I had to do a fair old bit of digging around in the basement to find a blog post I wrote eight years ago about The Book Thief by Australian author Markus Zusak. I clearly remember reading that the book had won a US prize but wasn't yet published in the UK, so I had ordered a hardback copy from the US before it was ever heard of here. This is some of what I wrote at the time (the rest is rather embarrassing gush and therefore best left in the basement) with just some of my old vernacular evident...
First thing you need to know is that this is a book infused with sadness and hope in equal measure and it is narrated most unusually by Death.
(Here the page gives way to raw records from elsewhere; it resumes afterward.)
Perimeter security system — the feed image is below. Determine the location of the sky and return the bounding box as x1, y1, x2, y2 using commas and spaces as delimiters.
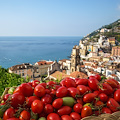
0, 0, 120, 36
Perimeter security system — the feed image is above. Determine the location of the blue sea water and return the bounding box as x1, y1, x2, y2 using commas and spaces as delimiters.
0, 36, 82, 68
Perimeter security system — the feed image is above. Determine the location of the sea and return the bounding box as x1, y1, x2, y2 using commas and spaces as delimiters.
0, 36, 82, 68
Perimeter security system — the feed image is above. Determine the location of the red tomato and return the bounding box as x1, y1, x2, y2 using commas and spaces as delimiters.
47, 113, 60, 120
34, 84, 45, 97
56, 86, 68, 98
52, 98, 63, 109
57, 106, 72, 116
105, 79, 118, 88
107, 98, 120, 112
68, 87, 80, 98
114, 89, 120, 102
61, 115, 73, 120
83, 93, 96, 103
44, 104, 54, 114
3, 94, 10, 101
76, 79, 88, 86
81, 106, 92, 118
26, 96, 39, 107
95, 74, 101, 81
11, 93, 25, 108
102, 107, 112, 114
31, 100, 44, 114
3, 108, 15, 120
73, 103, 83, 113
70, 112, 81, 120
98, 93, 108, 102
99, 83, 113, 95
32, 80, 40, 88
77, 85, 89, 95
88, 78, 99, 90
41, 94, 52, 104
19, 83, 33, 97
19, 110, 31, 120
65, 78, 76, 88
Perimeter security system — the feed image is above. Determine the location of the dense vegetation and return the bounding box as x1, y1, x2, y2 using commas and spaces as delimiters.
0, 67, 25, 96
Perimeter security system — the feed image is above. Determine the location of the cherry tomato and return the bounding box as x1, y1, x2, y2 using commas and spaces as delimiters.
73, 103, 83, 113
31, 100, 44, 114
61, 115, 73, 120
56, 86, 68, 98
98, 93, 108, 102
19, 83, 33, 97
88, 78, 99, 90
52, 98, 63, 109
68, 87, 80, 98
70, 112, 81, 120
47, 113, 60, 120
26, 96, 39, 107
81, 106, 92, 118
114, 89, 120, 103
44, 104, 54, 114
57, 106, 72, 116
19, 110, 31, 120
3, 108, 15, 120
83, 93, 96, 103
41, 94, 52, 104
76, 79, 88, 86
34, 84, 45, 97
11, 93, 25, 108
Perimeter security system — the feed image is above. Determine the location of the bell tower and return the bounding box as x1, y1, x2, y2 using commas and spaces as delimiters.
71, 45, 80, 72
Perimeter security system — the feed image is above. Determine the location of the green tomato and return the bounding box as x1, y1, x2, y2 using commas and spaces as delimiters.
62, 97, 75, 107
8, 87, 15, 94
38, 117, 47, 120
83, 103, 93, 108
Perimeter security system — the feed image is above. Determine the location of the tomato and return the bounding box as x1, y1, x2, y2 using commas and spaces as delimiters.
41, 94, 52, 104
98, 93, 108, 102
105, 79, 118, 88
70, 112, 81, 120
19, 110, 31, 120
3, 108, 15, 120
61, 115, 73, 120
57, 106, 72, 116
73, 103, 83, 113
56, 86, 68, 98
76, 79, 88, 86
11, 93, 25, 108
34, 84, 45, 97
52, 98, 63, 109
32, 80, 40, 88
95, 74, 101, 81
65, 78, 76, 88
3, 94, 10, 101
77, 85, 89, 95
99, 83, 113, 95
26, 96, 39, 107
68, 87, 80, 98
19, 83, 33, 97
83, 93, 96, 103
102, 107, 112, 114
81, 106, 92, 118
88, 78, 99, 90
107, 98, 120, 112
31, 100, 44, 114
44, 104, 54, 114
114, 89, 120, 102
47, 113, 60, 120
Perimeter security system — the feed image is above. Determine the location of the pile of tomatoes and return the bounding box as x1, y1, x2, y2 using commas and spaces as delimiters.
0, 75, 120, 120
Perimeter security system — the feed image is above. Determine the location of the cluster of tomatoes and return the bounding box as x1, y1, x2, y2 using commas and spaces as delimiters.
1, 75, 120, 120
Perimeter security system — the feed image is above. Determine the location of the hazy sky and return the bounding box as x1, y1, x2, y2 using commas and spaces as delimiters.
0, 0, 120, 36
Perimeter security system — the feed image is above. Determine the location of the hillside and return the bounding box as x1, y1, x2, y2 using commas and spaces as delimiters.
82, 19, 120, 42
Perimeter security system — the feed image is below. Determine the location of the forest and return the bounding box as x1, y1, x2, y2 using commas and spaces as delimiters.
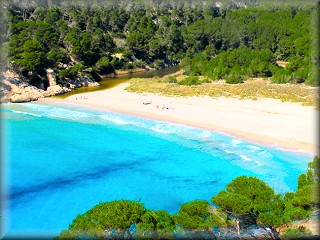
56, 156, 320, 239
0, 0, 319, 88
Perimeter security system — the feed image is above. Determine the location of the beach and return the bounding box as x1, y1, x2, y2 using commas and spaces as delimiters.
39, 83, 319, 156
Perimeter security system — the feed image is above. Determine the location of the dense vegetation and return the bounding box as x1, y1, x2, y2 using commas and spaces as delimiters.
58, 157, 320, 239
0, 0, 319, 91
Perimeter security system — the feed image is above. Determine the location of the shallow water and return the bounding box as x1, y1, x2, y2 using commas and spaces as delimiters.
1, 103, 312, 236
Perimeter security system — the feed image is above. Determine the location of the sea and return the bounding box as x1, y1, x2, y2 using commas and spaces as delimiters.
1, 102, 313, 237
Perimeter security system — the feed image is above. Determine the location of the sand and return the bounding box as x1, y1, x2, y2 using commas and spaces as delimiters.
40, 83, 319, 156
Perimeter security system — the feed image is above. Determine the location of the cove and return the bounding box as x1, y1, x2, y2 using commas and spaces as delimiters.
1, 103, 312, 237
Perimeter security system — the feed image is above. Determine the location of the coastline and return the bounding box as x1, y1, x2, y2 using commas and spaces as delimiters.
38, 83, 319, 157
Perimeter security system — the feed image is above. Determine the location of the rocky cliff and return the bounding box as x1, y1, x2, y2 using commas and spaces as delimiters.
0, 69, 99, 103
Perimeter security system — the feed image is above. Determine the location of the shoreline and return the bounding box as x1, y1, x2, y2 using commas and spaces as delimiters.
38, 83, 319, 157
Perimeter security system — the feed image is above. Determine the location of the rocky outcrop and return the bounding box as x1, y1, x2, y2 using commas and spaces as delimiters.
69, 77, 100, 89
0, 72, 71, 103
0, 78, 44, 103
46, 68, 57, 87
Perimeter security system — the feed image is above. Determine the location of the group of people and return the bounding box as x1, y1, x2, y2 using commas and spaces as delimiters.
156, 104, 174, 110
143, 100, 174, 110
76, 96, 88, 100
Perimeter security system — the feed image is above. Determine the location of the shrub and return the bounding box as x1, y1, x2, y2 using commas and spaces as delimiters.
165, 76, 177, 83
281, 227, 311, 239
178, 76, 201, 86
226, 74, 244, 84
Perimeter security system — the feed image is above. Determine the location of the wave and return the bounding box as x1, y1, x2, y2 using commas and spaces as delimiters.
100, 115, 134, 125
150, 127, 171, 133
239, 154, 252, 161
231, 139, 242, 145
248, 145, 263, 150
11, 110, 42, 117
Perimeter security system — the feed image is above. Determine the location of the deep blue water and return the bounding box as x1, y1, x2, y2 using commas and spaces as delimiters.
1, 103, 312, 236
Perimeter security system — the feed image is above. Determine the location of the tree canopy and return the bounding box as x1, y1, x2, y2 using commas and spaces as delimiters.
1, 0, 319, 88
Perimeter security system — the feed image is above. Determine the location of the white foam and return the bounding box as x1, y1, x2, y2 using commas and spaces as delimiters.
254, 161, 263, 166
100, 115, 132, 125
239, 155, 252, 161
11, 110, 42, 117
150, 127, 171, 133
223, 150, 234, 154
231, 139, 242, 145
248, 145, 263, 150
200, 131, 212, 138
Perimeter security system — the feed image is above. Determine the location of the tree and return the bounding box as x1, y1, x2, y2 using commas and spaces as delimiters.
58, 200, 146, 239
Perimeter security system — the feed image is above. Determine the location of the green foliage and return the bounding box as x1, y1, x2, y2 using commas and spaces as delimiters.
281, 227, 312, 239
59, 200, 146, 239
165, 76, 178, 83
5, 1, 319, 85
95, 57, 114, 74
58, 63, 85, 79
57, 156, 319, 239
178, 76, 201, 86
135, 210, 176, 239
173, 200, 213, 230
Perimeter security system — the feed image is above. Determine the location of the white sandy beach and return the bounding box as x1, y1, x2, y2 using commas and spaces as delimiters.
41, 83, 319, 155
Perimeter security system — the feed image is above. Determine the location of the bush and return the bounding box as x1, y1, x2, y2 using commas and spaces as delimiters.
226, 74, 244, 84
281, 227, 311, 239
165, 76, 178, 83
178, 76, 201, 86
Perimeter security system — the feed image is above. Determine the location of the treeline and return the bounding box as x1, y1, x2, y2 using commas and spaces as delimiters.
182, 8, 319, 85
0, 0, 318, 89
57, 157, 320, 239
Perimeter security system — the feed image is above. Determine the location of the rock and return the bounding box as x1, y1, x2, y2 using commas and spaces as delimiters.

Death tells the story of a young foster girl, Liesel Meminger living in Munich in the midst of Nazi Germany.Life is harsh but Liesel soon learns that words and more importantly books are her life and she starts to steal them firstly from the mass bonfires and then from the library of the local Mayor and his wife.Slowly she learns to read and shares the books with neighbours during bombing raids but also very movingly with the Jewish man they are hiding in their basement.In turn he writes a book for Liesel which you get to read within the pages of this book, be prepared for it to do you up like a kipper.
It's all a complete emotional roller-coaster of a book and must join the canon of excellent books that depict the war through the eyes of children. More about those in another post but meanwhile somehow there's no way round it, I can't recommend The Book Thief, highly enough, no bracing or gritting of teeth required, it's a book that takes very good care of you.
Uplifting, life affirming and memorable.
Nothing to do with me, but the book was then a huge success here too and though I had all but forgotten the minute detail, I hadn't forgotten what a memorable and moving read it had been, so when the Kayaker arrived with the DVD of the recent film I was delighted...and a little nervous.
Does the film ever match up to the memory of the book...
Would the characters be those my imagination expected... Max and Papa had a special place.
How about the setting...
...and the book, the all important book.
We settled down to watch it on my birthday evening (maybe there were jollier films for a birthday) and I have to say, if I had any expectations it more than matched and then exceeded them.
The characters felt perfect, the setting just right, the tensions and fears perfectly pitched, the atmosphere of war clearly rendered, and the ending... yes, the film version takes good care of you too.
But they did something different with Max's book surely?
And wasn't the book he wrote for Liesel something very special...or have I misremembered that aspect.
I keep wondering whether my assessment is coloured by the time lapse betwixt reading the book and seeing the film...I can't decide.
Has anyone else read The Book Thief and seen the film, if so what is the verdict?